En el año 1982 Haruki Murakami cerró el local de jazz que le dio de comer durante años y decidió que, en adelante, se dedicaría sólo a escribir. ¡Ah!, y a correr. Casi sin darse cuenta logró completar el trayecto que separa Atenas de Maratón. Y no se detuvo. Tiempo después, cuando sus novelas ya se habían traducido a más de cincuenta lenguas y era el escritor japonés vivo más leído en el mundo, dio a conocer De qué hablo cuando hablo de correr (2007), título que corteja la ocurrencia persuasiva de Raymond Carver en De qué hablamos cuando hablamos de amor (1981) –Murakami tradujo a Carver al japonés y lo considera uno de sus maestros–. En aquel libro reflexionaba sobre el alcance que el ejercicio de correr a diario tuvo en su vida y en su obra. Entre las exigencias del entrenamiento, el afán de superación, la música que escucha mientras se desplaza y los lugares que atraviesa, cuenta anécdotas, reflexiona, introduce al lector en su universo personal y creativo.
Acaba de llegar a Uruguay De qué hablo cuando hablo de escribir, nueva paráfrasis del título contagioso. El tono íntimo y conversacional que elige Murakami hace sentir al lector que se dirige a él, o quizá a un público imaginario. Pero el creador de ficciones colosales como Crónica del pájaro que da cuerda al mundo y 1Q84 asegura que nunca leyó esos textos a un auditorio real, por pudor a hablar de su vida y porque se resiste a dar explicaciones sobre lo que escribe y lo que piensa. Contradictorio y en cierto modo ingenuo, no deja de llamar la atención que alguien que representa el paradigma del artista ensimismado publique estos De qué hablo…, donde el autobiografismo es inevitable, aunque la excusa sea historiar una vocación. Tampoco es sencillo vincular sus ficciones alucinadas con el hombre ponderado y rutinario que confiesa ser, un profesional que organiza su trabajo de forma racional y llena diez páginas cada día en horarios estrictos, “como cualquier persona que ficha a la entrada y a la salida del trabajo”.
Sumido en estas tensiones, que a la vez muestran y ocultan, un Murakami cansado de declarar que escribe para sí mismo reflexiona sobre la literatura, la imaginación, la originalidad, los personajes, los críticos y los premios, el magisterio de Kafka, Dostoievski, Chandler y Hemingway. Los seis primeros capítulos habían sido publicados por entregas en la revista japonesa Monkey Business, los últimos cinco fueron escritos para completar el volumen. El lenguaje es llano y el libro tiene un aire demasiado elemental, aunque a veces revela verdades que redimen la propuesta. Muchos de estos temas circularon en entrevistas, reseñas, tesis, ensayos y, hace un par de años, fueron plasmados en el prólogo a la reedición conjunta de las dos primeras nouvelles de Murakami: Escucha la canción del viento y Pinball, 1973. Es siempre el mismo relato volcado en una mitología epifánica afín al autor, la historia a la que vuelve, una y otra vez, a partir de la escena fundacional de aquel partido de béisbol donde nació la certeza, que él nunca había explorado, de que iba a escribir una novela.

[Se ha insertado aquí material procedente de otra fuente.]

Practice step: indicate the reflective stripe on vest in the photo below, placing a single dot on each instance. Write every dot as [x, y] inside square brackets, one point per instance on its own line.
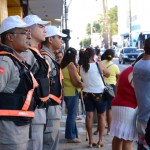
[23, 111]
[55, 98]
[44, 99]
[17, 113]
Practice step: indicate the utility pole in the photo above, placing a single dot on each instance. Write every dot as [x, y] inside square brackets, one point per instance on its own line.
[130, 22]
[105, 34]
[66, 28]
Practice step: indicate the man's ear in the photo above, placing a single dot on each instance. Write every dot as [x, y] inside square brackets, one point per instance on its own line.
[50, 39]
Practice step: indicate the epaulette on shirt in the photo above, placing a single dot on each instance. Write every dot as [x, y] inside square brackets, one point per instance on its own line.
[5, 58]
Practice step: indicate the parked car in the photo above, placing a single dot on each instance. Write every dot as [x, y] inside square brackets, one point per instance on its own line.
[128, 54]
[117, 53]
[140, 51]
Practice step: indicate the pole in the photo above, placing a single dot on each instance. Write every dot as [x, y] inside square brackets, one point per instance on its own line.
[105, 34]
[66, 20]
[130, 18]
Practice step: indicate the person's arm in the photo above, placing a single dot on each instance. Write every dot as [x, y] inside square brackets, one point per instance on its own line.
[104, 70]
[74, 76]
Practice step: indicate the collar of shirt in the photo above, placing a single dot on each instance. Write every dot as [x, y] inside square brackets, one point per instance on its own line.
[49, 51]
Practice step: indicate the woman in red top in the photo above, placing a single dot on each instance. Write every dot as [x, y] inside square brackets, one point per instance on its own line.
[124, 105]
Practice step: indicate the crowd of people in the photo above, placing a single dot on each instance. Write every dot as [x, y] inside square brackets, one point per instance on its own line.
[36, 76]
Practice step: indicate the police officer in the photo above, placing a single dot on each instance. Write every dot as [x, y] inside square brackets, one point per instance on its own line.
[17, 85]
[50, 46]
[40, 69]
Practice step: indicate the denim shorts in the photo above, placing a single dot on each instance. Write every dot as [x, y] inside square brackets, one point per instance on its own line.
[94, 101]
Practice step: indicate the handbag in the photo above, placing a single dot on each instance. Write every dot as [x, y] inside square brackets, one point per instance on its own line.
[108, 90]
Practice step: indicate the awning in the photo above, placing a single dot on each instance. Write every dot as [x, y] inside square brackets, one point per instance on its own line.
[51, 10]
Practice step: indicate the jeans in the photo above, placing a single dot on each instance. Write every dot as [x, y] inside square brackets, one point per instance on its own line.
[72, 108]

Visto el fervor que despiertan sus ficciones, es legítimo sospechar que la publicación de los De qué hablo… responde a una estrategia de marketing. Un editor reconoció en la prensa que imprimir libros de Murakami era lo mismo que imprimir dinero.
Autor de relatos cortos, novelas breves y ensayos, en el libro sostiene: “mi terreno de lucha fundamental es la novela larga”, que creó su estilo “construyendo frases como si tocara un instrumento”, que la originalidad no es una fórmula sino un sentimiento, y que para él fue importante convertir su originalidad “en norma”. Su destino de escritor parece sorprenderle: “Mi vida durante estos treinta y cinco años ha consistido, en gran medida, en el esfuerzo constante para no dejar escapar esa sorpresa”.
No obstante la desilusión que puede provocar el libro, esta cronista se cuenta entre los millones de lectores que disfrutan el cautivante vuelo imaginativo de Murakami y aplauden la aparición de cada nueva novela. Sus detractores –el autor reafirma la necesidad de tener una personalidad estable para soportar las críticas adversas– alcanzan cifra similar. Cada año en las puertas del Nobel, el japonés no deja indiferente a nadie.